Patrick O'Callaghan pocallaghan at gmail.com
Mon Oct 26 12:58:22 UTC 2015


On Mon, 2015-10-26 at 05:12 -0700, Joseph Loo wrote:
> On 10/26/2015 04:26 AM, Patrick O'Callaghan wrote:
> > On Sun, 2015-10-25 at 23:23 -0400, Jon LaBadie wrote:
> > > On Sun, Oct 25, 2015 at 11:50:40PM +0000, Patrick O'Callaghan
> > > wrote:
> > > > On Sun, 2015-10-25 at 14:05 -0600, jd1008 wrote:
> > > > > 
> > > > > On 10/25/2015 01:57 PM, Patrick O'Callaghan wrote:
> > > > > > On Sun, 2015-10-25 at 12:08 -0600, jd1008 wrote:
> > > > > > > Had a similar problem.
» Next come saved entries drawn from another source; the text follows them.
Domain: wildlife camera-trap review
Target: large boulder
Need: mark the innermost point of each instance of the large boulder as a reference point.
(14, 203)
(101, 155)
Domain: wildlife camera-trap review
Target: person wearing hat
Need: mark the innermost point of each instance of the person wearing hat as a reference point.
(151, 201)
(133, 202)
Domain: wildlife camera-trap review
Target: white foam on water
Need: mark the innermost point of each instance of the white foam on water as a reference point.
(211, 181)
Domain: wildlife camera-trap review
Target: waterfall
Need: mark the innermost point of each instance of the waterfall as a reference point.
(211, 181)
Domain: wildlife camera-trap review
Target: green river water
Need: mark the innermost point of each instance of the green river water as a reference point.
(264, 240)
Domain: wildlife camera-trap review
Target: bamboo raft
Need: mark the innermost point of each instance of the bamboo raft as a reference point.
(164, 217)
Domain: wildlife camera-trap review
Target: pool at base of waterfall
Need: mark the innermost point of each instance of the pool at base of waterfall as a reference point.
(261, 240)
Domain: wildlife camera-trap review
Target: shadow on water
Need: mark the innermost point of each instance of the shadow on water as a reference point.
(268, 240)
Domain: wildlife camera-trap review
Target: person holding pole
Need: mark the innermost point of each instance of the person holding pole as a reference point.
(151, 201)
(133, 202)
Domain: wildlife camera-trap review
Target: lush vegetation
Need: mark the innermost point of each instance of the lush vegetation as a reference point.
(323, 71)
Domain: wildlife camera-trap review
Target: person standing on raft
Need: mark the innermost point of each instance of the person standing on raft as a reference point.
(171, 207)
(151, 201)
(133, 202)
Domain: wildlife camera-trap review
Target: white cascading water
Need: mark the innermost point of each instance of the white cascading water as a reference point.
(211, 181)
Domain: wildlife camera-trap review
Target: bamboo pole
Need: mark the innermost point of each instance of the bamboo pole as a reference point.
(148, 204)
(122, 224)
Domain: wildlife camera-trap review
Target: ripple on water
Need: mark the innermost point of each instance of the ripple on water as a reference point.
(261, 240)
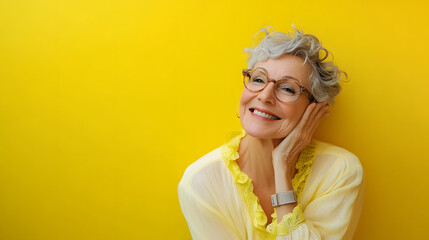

I changed the batteries with brand
> > > > > > > new
> > > > > > > one
> > > > > > > (Super Alkaline) and it worked.
> > > > > > New battery made no difference.
> > > > > > 
> > > > > > poc
> > > > > Have trie re-authenticatinig the password? Usually 4 zeroes?
> > > > 
> > > > The mouse is already paired. Furthermore, IIRC it has never
> > > > asked
> > > > me
> > > > for a key.
> > > 
> > > In the past when I had problems connecting to a device that "used
> > > to
> > > work" I would deleted it from BT's list of known devices.
> > > 
> > > However, recently I discovered that "deleting" and "unpairing"
> > > are
> > > distinct operations.  I could not move a kbd to a different
> > > system
> > > by deleting it from the first, I had to unpair the kbd before it 
> > > would pair with the new system.
> > 
> > How do you unpair it? There is no such option in the settings
> > dialogue
> > in KDE, nor in Gnome. There is an option for removing it, which
> > I've
> > already tried.
> > 
> > poc
> > 
> Most blue tooth mouse has a button to enable connection to a blue
> tooth
> device. Generally, you need to push the button , typically underneath
> the mouse and force the mouse to start the pairing action.

I've done that more times than I can count. Makes no difference.
Likewise turning the mouse off and on again, replacing the battery etc.

BTW the dongle *does* pair with my BT headphones. Go figure.